アップル、中国で「生成系AIアプリ」大量削除。当局の規制強化に先行か

Image:AS project/Shutterstock.com

すでに生成系AIがチャットボット等を通じて身近な存在となり、アプリストアでも関連アプリが隆盛を極めている。そんななか、アップルが中国当局の規制を先取りして、現地での「ChatGPTスタイルのサービス」を提供する「100以上」のアプリをApp Storeから削除したと香港メディアSouth China Morning Postが報じている。

中国のモバイルアプリ分析企業Qimaiの調査によると、これらのアプリはすべて8月1日に中国App Storeから削除されたという。その1つが、iFlyTekが開発したChatGPTスタイルのアプリ「Spark」。6月29日にリリースされたばかりで、中国App Storeの有料アプリチャートで9位に入っていたそうだ。

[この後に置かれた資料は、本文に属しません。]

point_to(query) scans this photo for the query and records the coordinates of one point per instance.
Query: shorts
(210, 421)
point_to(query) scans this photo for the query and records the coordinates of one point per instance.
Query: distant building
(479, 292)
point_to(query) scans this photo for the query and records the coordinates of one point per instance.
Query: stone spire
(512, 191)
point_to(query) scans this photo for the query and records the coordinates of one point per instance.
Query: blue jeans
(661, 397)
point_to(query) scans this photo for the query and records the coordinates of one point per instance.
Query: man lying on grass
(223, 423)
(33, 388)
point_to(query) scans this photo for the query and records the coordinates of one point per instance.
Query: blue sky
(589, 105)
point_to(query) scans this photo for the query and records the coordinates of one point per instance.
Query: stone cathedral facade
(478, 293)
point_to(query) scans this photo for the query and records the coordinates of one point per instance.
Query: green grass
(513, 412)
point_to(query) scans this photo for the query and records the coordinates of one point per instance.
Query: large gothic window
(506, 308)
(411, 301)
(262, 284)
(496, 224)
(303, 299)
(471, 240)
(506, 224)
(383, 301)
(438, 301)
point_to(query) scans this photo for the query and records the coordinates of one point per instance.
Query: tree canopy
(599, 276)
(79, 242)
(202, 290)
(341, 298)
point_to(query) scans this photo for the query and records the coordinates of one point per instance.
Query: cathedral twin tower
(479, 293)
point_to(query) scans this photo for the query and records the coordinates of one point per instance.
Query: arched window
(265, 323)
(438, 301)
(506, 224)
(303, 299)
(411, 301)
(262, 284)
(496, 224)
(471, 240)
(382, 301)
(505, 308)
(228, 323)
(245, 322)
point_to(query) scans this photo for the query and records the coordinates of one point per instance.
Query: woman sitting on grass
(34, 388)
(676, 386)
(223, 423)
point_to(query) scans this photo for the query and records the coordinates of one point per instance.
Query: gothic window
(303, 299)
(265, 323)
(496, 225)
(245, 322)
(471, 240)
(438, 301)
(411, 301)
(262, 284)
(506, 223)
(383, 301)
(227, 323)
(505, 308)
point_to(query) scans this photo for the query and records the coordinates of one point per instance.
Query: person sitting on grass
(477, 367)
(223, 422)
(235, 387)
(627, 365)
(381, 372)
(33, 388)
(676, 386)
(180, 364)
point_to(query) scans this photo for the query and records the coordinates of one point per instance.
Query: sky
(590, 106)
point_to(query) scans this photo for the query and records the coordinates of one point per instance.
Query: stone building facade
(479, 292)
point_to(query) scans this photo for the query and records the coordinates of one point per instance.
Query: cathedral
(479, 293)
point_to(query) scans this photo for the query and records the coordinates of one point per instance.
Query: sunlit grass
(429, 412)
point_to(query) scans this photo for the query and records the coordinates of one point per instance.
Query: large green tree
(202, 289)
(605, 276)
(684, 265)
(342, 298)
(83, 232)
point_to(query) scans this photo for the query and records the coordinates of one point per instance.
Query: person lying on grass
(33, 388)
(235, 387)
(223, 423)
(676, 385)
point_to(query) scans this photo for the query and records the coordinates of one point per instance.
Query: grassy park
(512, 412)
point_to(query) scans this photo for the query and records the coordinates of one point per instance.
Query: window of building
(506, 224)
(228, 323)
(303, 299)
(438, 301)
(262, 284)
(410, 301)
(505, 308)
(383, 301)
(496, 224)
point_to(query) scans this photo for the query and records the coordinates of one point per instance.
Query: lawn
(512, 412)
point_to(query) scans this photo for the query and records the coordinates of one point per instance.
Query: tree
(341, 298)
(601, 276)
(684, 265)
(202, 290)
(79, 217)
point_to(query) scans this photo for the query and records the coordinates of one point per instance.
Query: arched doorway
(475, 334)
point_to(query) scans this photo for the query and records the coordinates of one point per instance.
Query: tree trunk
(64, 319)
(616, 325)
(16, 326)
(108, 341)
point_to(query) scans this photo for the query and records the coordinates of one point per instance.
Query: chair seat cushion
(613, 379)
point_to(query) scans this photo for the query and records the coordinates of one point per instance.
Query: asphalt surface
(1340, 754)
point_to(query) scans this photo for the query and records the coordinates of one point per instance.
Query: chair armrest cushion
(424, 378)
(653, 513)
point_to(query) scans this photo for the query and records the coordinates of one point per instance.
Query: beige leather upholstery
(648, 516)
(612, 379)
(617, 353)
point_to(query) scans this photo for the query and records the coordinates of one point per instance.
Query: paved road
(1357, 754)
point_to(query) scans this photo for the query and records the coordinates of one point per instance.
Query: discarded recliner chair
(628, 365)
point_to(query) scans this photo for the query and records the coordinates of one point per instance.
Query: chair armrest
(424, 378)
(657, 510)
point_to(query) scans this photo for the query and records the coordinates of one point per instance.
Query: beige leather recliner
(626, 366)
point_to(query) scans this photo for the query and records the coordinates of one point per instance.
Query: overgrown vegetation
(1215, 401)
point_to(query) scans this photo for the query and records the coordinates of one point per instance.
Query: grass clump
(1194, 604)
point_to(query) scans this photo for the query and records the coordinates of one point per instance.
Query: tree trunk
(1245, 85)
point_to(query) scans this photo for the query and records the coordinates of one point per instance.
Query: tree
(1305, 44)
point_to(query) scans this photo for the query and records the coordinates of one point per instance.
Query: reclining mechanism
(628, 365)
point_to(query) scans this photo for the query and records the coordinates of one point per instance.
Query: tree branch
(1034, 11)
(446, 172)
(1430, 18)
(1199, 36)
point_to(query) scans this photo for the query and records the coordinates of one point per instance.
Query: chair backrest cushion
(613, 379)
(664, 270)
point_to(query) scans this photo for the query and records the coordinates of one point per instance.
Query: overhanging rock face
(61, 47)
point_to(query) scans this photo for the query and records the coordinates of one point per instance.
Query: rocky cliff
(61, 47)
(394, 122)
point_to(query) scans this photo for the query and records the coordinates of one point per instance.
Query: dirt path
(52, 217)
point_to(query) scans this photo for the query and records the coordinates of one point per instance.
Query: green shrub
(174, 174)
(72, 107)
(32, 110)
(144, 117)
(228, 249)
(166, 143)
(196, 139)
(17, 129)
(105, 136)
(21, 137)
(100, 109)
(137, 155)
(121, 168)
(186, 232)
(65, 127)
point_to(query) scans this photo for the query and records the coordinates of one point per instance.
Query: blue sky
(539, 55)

削除されたAIアプリの1つであるOpenCatの開発者は、アップルから「deep synthesis(ディープラーニングによる合成)技術や生成系AIに対する規制強化から、中国で違法とされるコンテンツを含む」ためだと通知されたことを報告している。

今回の中国App Storeでの生成系AIアプリ取締りは、中国で新たな規制が8月15日に施行される2週間前に行われた格好だ。今年4月に発表された規制の目的は「健全なコンテンツを促進」すると同時に「社会主義の中核的価値観を遵守」することと宣言されている。

アップルが世界各国での規制変更や政府からの要求に応じて、現地のApp Storeからアプリを削除することは珍しくない。特に、習近平政権による統制が強化されつつある中国では頻繁に起こっていることだ。

たとえば数年前にも、中国当局からの要求を受けて大量のゲームアプリが削除されたとのThe Wall Street Journal報道もあった。もともと中国では2016年以降、アプリストア公開前にライセンスの取得を義務づけられていたものの、遵守する開発者はごくわずかだった。

しかし規制が文言通り実施されるようになり、2019年から2020年にかけて10万本近く削除されていたという。アップルは中国当局の要請によりアプリを削除したことが事実だと認めた上で、それは現地のルールに従うことだと説明。さらに「こうした要請を受けるたびに慎重に検討し、しばしば異議を唱え、反対している」とも付け加えていた。

習近平政権は文章や画像の自由な生成が政府批判に繋がると警戒し、言論統制をAIにも拡大しているとみられている。それは中国での生成系AI進化を遅らせる恐れもあるはずだが、自由主義諸国とは優先順位が異なるようだ。